A BACKGROUND TO HORN

 

 

Horn comes from a group of animals called bovids (family Bovidae), which is a large group of cloven-hoofed mammals encompassing cattle, sheep, goats, antelopes, buffalo and others.  Rhinocerous horn is a separate and unique horn, and the rhino is not a bovid.  It is the only type of horn which is solid for its entire length, and it also differs in growth and structure.  (See ‘A Background to Rhino Horn’)

 

 

 

 

 

 

 

 

 

 

 

 

 

 

 

 

 

 

 

 

Horns from various animals: ox, yak, kudu, cow, ram and musk ox.

Bovids carry a pair of horns, which protrude from the front of the skull of the animal.  They consist of a sheath of keratin covering a bony core.  Horns should not be confused with antlers (the bony, branched structures carried by animals of the Cervidae family, i.e. all types of deer), which are shed annually.  Horns are not branched, and they are permanent and grow throughout the animal’s life.  Both males and females carry horns, though in a few species only the males do so.

                                                                                                 Left: animal skull with one horn sheath cut away to show the bony

                                                                                                 protuberance beneath, and right: young water buffalo.

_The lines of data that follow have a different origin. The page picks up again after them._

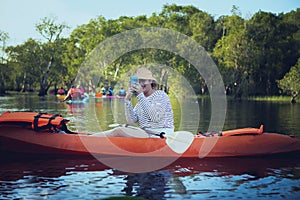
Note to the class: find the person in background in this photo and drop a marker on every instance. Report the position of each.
(61, 91)
(122, 92)
(110, 91)
(103, 90)
(74, 94)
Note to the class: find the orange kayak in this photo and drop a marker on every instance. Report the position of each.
(35, 136)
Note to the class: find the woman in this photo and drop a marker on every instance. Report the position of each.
(153, 110)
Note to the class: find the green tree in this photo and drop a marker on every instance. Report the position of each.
(51, 31)
(3, 38)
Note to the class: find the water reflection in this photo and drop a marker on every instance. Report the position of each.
(82, 178)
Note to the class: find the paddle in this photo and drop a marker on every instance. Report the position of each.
(178, 141)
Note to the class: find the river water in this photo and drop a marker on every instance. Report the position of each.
(86, 178)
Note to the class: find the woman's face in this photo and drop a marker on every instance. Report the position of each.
(145, 84)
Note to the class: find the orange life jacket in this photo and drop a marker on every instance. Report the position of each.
(36, 121)
(76, 93)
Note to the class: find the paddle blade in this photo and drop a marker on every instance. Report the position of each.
(179, 141)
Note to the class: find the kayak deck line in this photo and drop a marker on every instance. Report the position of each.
(15, 137)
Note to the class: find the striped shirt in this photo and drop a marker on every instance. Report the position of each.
(154, 112)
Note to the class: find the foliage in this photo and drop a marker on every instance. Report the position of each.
(290, 83)
(252, 54)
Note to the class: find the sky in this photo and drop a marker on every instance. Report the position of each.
(19, 17)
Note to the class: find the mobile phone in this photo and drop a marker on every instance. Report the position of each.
(134, 79)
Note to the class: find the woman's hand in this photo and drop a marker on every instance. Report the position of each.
(136, 89)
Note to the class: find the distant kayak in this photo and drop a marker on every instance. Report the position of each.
(61, 96)
(79, 101)
(101, 96)
(34, 133)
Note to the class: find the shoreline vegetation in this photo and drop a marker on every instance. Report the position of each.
(258, 57)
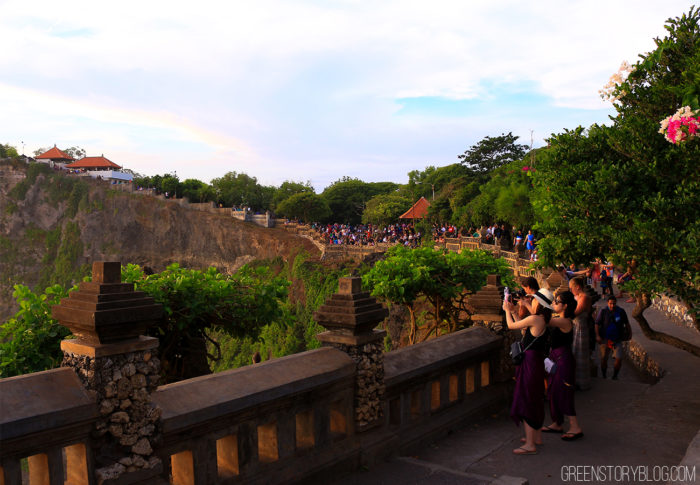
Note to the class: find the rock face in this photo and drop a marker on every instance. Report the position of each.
(116, 226)
(128, 423)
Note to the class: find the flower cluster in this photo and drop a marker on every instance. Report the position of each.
(684, 124)
(608, 91)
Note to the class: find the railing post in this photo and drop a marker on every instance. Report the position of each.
(118, 366)
(488, 303)
(350, 317)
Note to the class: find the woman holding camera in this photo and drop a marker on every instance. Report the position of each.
(560, 387)
(529, 375)
(581, 348)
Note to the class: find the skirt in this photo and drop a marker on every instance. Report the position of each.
(560, 385)
(582, 353)
(528, 398)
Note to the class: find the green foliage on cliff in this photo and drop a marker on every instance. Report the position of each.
(29, 341)
(297, 330)
(442, 279)
(195, 302)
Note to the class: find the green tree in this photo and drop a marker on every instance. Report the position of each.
(8, 151)
(385, 209)
(30, 340)
(289, 188)
(443, 279)
(624, 192)
(242, 190)
(195, 302)
(348, 197)
(305, 206)
(170, 184)
(504, 197)
(492, 152)
(195, 190)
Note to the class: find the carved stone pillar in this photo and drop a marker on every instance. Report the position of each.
(350, 317)
(119, 368)
(488, 307)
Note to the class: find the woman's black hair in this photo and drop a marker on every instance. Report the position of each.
(545, 312)
(567, 298)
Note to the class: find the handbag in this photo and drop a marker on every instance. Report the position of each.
(550, 367)
(517, 352)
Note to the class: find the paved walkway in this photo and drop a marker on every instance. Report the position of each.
(629, 422)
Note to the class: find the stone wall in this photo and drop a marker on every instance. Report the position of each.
(127, 425)
(676, 311)
(369, 385)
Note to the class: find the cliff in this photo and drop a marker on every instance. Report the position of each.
(54, 225)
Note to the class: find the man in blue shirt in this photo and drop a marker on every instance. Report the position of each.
(609, 327)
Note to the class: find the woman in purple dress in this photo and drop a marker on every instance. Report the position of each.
(528, 405)
(561, 383)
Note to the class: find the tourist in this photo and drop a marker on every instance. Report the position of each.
(518, 241)
(530, 243)
(562, 381)
(609, 327)
(528, 406)
(581, 346)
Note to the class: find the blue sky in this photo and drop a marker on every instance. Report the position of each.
(308, 90)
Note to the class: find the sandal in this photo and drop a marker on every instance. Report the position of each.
(523, 451)
(572, 436)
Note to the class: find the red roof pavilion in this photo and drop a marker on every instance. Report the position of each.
(56, 155)
(94, 163)
(419, 210)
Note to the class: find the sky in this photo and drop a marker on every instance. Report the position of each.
(308, 90)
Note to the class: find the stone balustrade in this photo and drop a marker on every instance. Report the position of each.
(270, 423)
(288, 420)
(46, 418)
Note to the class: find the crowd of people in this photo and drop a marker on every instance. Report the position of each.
(406, 233)
(559, 335)
(368, 234)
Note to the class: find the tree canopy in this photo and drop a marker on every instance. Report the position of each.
(197, 301)
(305, 206)
(492, 152)
(624, 192)
(348, 197)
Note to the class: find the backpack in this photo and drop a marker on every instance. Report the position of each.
(626, 331)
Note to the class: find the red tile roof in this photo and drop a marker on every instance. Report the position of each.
(418, 211)
(55, 154)
(93, 162)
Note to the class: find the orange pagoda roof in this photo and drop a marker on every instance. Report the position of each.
(55, 154)
(418, 211)
(93, 162)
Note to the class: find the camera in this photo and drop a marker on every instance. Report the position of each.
(512, 296)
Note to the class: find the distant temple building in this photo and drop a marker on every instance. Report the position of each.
(100, 167)
(55, 158)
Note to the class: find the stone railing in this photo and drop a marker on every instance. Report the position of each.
(677, 311)
(46, 416)
(434, 385)
(273, 422)
(283, 421)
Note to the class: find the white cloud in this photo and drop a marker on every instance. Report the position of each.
(274, 88)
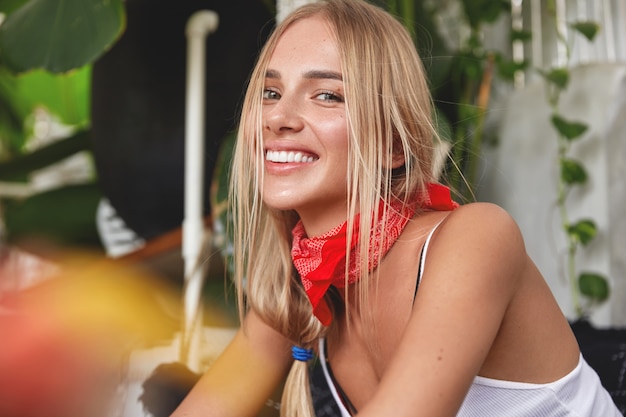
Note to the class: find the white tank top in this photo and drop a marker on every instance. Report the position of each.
(578, 394)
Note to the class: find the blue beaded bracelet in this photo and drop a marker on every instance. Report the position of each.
(301, 354)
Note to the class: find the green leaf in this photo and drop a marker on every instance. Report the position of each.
(594, 286)
(572, 172)
(583, 231)
(12, 114)
(521, 35)
(8, 6)
(507, 69)
(65, 216)
(588, 29)
(18, 169)
(568, 129)
(557, 76)
(60, 35)
(66, 96)
(483, 11)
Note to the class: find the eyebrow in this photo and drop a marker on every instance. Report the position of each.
(310, 75)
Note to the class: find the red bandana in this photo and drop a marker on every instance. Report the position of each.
(321, 260)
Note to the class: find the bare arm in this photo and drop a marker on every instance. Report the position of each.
(244, 376)
(473, 269)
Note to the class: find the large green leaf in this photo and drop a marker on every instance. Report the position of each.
(66, 96)
(59, 35)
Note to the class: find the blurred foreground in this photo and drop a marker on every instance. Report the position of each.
(66, 339)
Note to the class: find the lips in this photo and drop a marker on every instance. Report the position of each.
(289, 157)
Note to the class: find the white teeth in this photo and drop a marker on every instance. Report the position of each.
(284, 156)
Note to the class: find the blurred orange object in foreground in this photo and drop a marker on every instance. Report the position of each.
(64, 341)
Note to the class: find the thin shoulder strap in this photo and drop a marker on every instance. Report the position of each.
(420, 270)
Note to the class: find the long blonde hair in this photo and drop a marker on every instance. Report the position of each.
(388, 109)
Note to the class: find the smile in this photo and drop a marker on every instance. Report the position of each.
(288, 156)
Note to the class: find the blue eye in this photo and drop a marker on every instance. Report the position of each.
(270, 95)
(330, 96)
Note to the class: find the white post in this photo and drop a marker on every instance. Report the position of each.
(199, 25)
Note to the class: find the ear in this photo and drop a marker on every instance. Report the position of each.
(397, 160)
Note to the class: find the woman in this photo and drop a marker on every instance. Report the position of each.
(334, 163)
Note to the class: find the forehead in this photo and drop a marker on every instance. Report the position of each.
(307, 41)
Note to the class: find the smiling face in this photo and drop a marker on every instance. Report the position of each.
(305, 135)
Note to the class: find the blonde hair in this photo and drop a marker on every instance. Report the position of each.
(388, 109)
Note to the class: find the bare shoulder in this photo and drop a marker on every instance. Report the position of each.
(482, 243)
(481, 225)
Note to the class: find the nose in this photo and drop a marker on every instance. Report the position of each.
(284, 115)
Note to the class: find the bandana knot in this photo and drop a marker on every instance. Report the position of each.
(321, 260)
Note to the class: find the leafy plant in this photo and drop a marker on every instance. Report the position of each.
(591, 286)
(460, 78)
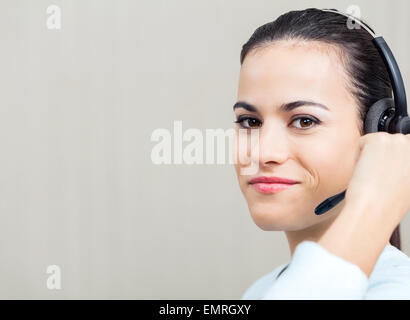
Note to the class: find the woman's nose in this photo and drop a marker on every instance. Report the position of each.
(273, 145)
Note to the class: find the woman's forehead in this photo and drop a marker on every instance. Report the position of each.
(292, 71)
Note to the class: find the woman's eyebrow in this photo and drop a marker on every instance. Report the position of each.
(286, 107)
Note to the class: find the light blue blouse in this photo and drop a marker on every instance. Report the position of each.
(314, 273)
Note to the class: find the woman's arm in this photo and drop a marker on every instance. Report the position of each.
(377, 199)
(360, 233)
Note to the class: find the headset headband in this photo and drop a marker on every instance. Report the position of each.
(399, 92)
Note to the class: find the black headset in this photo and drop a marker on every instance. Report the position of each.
(386, 114)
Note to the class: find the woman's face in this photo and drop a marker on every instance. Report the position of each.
(320, 156)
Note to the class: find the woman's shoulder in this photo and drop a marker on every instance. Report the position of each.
(390, 278)
(258, 288)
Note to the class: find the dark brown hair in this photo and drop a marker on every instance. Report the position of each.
(368, 77)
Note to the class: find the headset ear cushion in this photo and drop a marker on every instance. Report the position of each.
(374, 114)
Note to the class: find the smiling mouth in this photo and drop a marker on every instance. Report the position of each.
(269, 188)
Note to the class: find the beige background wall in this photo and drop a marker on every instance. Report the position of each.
(77, 109)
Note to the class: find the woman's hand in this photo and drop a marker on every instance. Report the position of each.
(382, 175)
(377, 199)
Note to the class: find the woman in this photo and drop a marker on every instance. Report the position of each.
(306, 83)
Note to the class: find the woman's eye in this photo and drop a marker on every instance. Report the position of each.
(305, 122)
(248, 122)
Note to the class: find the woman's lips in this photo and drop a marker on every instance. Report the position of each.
(271, 184)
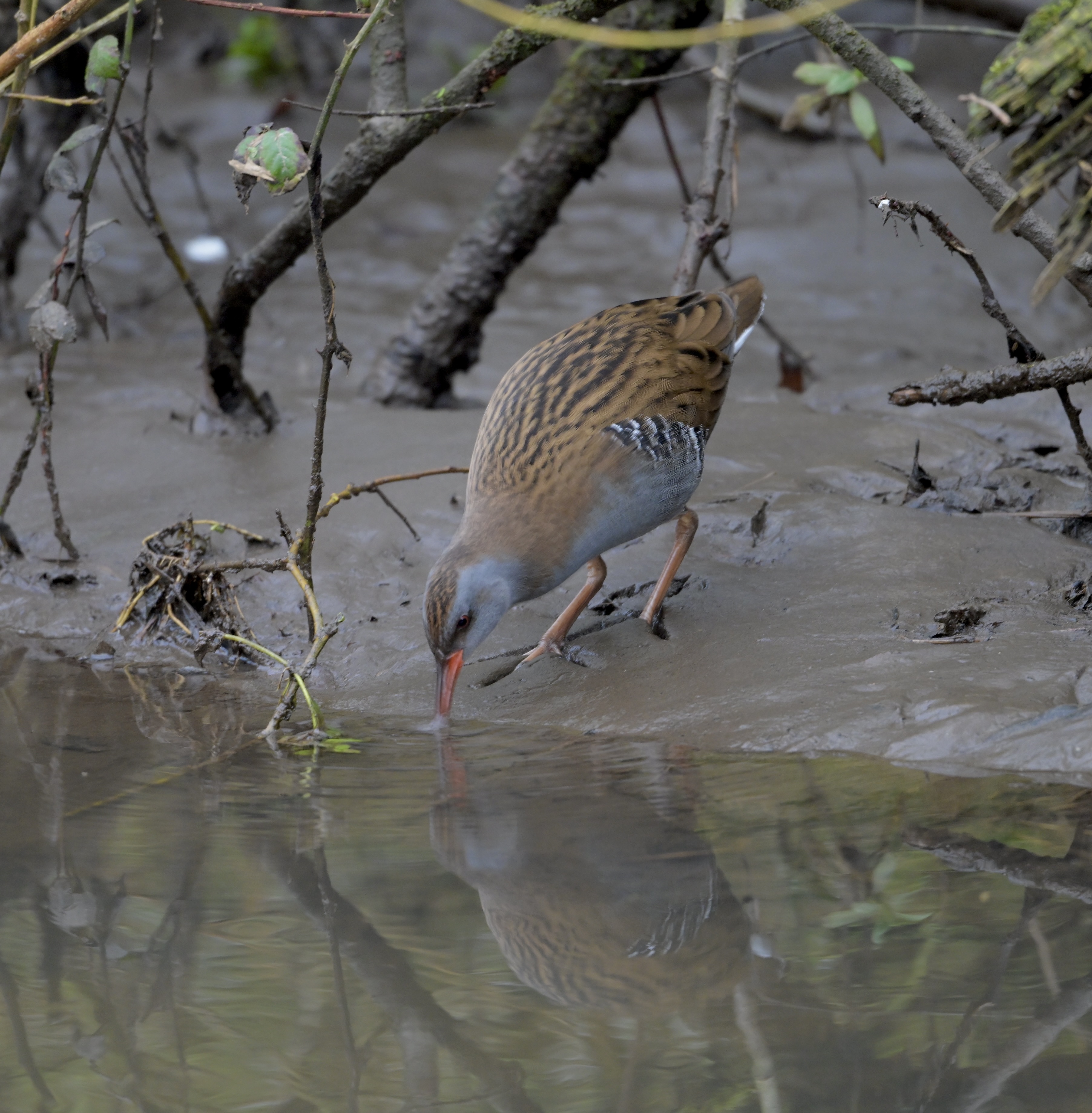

                                                                                             

Horn is made mainly of a hard, insoluble protein containing large amounts of sulphur-rich amino acids, called keratin.  It occurs widely in the animal kingdom as a constituent of hair and fur, feathers, nails, claws, and skin.  Other animal materials such as tortoiseshell, armadillo and pangolin scales are also made predominantly of keratin.

 

A characteristic of keratin is that it is thermoplastic, which means that it can be heated and re-shaped, retaining its new shape when it cools down.  This process can be repeated. Further, horn pieces can be welded together using heat and pressure to make it into larger sheets or to attach it to another, similar, thermoplastic material – e.g. tortoiseshell – to give it bulk.  Horn’s thermoplasticity has made it a useful material for many hundreds of years.  Another characteristic of horn is that it is water-proof and air-tight.  This, and the fact that they are hollow, made horn very suitable for use as snuff boxes or powder horns, where it was imperative that the snuff or gunpowder be kept in the correct conditi

 

 

 

 

 

 

 

 

 

 

 

 

 

 

 

 

 

 

 

 

Left to right: horn snuff mull; 2 horn beakers; and cane with ram's horn handle plus unworked ram's horn.

The tip of a horn is not hollow, and can be carved in relief – a process less suitable for the hollow part of a horn where only very shallow carving can be carried out. 

 

Although historically any horn-bearing animal’s horns have been used, some are more suitable than others.  Those of cattle are smoother and less intricate in shape, and require less preparation before working.  An animal such as the impala has ridged horns which need to be smoothed and flattened before they could be made into items such as drinking vessels.  On the other hand, in some cases the shape of the horn was used to advantage.  An example of this is snuff mulls where the curve and size of the horn added to the decorative effect, or the curve of a ram’s horn which is a favourite horn of the stick dresser (the carver of cane and stick handles).

 

The origin of the horn used today for working varies from country to country, most countries availing themselves of local material.  In the Far East the most widely used horn is from water buffalo.  This is a relatively soft horn to work, and is uniform in colour.  In some countries, for example the United Kingdom, most cattle are de-horned in order to prevent injury in the herd, so there is little domestic horn available and the bulk of horn items made are from ox horn (Bos indicus), imported from Nigeria.

 

 

IDENTIFYING HORN

Horn-bearing animals are found world-wide, and horns come in a huge variety of shapes and sizes, and in colours ranging from almost white through browns to almost black (see first illustration).  Horns can be monochrome or a mixture of these colours.  The material has a structure of laminated layers which appears as longitudinal striations.  In cross section there may be some vague indication of growth rings, but the solid tips display a pattern looking not unlike fur.  In some horn the structure may be easily visible to the naked eye, but --  especially if it is dark in colour --  it may be necessary to examine it under magnification and in strong light.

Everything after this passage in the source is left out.